Chasing Waterfalls of the Finger Lakes

Chasing Waterfalls of the Finger Lakes

by Donna McCabe @bookgirl911 on Instagram

My family & I are back on the road and this time we’re heading to the Finger Lakes.  I have three left to visit to finish the region as listed in Waterfalls of New York State.  Fall colors are starting to pop and the weather is looking good so this should be a fun trip!

We started out by heading to find Twin Falls aka Templar Falls in the town of Dix.  This hidden gem is located in the Sugar Hill State Forest and the Finger Lakes Trail passes right by it.  If you visit, you’ll be driving on some dirt roads but thankfully, they aren’t overly rough. Only one other car was pulled over to the side of the road so we knew we’d pretty much have the falls to ourselves.

Once you park, you’ll hear the falls right away.  Head down the short path and the upper portion of Twin Falls will come into view.  If the creek is under low flow (which we had), you can easily walk across the top of the falls to a small picnic area.  We chose to walk downstream along the creek to find our way to the creek bed. This was a bit of a scramble and I’m glad I had my hiking pole with me.  Once we made it down, my first view of both falls at once was amazing. The fall colors just added to the beauty and made this a special place.


We played around the bottom portion of the falls for a bit and my son even tried to scale the tree you see leaning over.  There was a bit of a scramble up the sides of this small gorge to the upper portion of the falls. This was another great place to linger and play around.  My son had a lot of fun and was definitely wet by this point.


Twin Falls is a short distance from Watkins Glen but without all the crowds.  This will make a great side trip when you’re in the area.

Traveling south from Watkins Glen, you’ll find the village of Montour Falls which is home to several waterfalls.  Our destination was Havana Glen Park to see Eagle Cliff Falls. It needs to be noted that Havana Glen Park closes for the season mid-October and opens again in the spring.  Also, there is a $2/car fee. I can’t say enough about this little park! It’s such a treasure with shelters, plenty of picnic tables & grills, a playground, baseball diamonds and they even have camp sites.  Most people come for the waterfall though. We chose to make the most of our visit and had a grilled lunch here. While our charcoal was getting hot, we went to see the falls. This is not a long trail but there are some stairs to climb.  The trade-off is views of the gorge the entire way.


The amphitheater of Eagle Cliff Falls is nothing short of spectacular!  Every view of this falls is stunning. The main flow drops straight down about 40 feet and there are several smaller waterfalls throughout the gorge.

Visitors are able to enjoy the water on their visit as well so don’t be afraid to wade in or walk behind the falls – my son did!

On our way to our third planned stop, we saw a sign for Newfield Covered Bridge and decided to make a slight detour to see this bridge that was built in 1853.  In fact, it’s the oldest covered bridge in New York State that still has vehicular traffic crossing it daily.

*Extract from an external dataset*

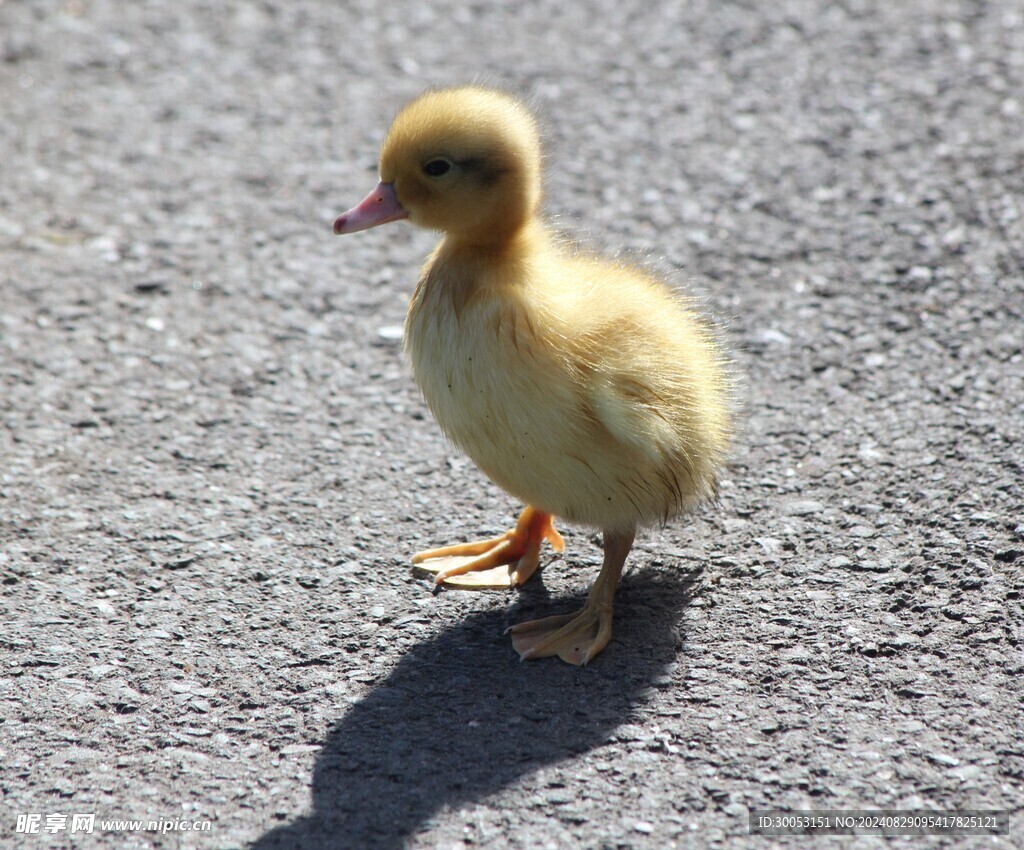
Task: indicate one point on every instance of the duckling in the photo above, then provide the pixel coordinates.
(584, 387)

This was a great side trip and learning about the history of New York State is always fascinating.  Be sure to stop when you’re in the area.


The third waterfall we planned to visit is Ludlowville Falls which is north of Ithaca on the east side of Seneca Lake.  The town of Lansing has a small park for visitors to enjoy when they come to see the falls. There’s a playground along with a picnic shelter with quite a few tables.  A fence marks off the viewing area along the back of the park but if you follow the fence to the right, you’ll see where regular visitors have worn a trail down to the creek bed.  We spotted some fishermen on their way back up while we were there, too.


The distinguishing feature of Ludlowville Falls is the overhang and shallow cave below the falls.  Although the waterflow was a bit low during our visit, I can see why visitors might venture down and explore behind the falls on a hot summer day.  This would be a great spot to cool off.

We have visited the spots I planned on but since we were only 15 minutes or so north of Ithaca, we made one more stop and walked through Cascadilla Gorge.  The trail through the gorge is approximately a half-mile long stone path and with a lot of stone staircases. The trail connects downtown Ithaca to Cornell University and is used regularly by the students.  Overall, there are nine waterfalls covering the roughly 400-foot elevation change of the gorge.

I have wanted to visit Cascadilla Gorge for a long time and it did not disappoint!  I’ll definitely be planning another visit. The trail is closed during the winter so plan your visit from spring to fall.

The Finger Lakes region has so much to offer visitors and the glimpse of these waterfalls is only the beginning!  By visiting these locations, I am now officially done with the Finger Lakes region as listed in my copy of Waterfalls of New York State.  I’m off to plan my trips to finish the other regions … only 24 more to go until I reach 100!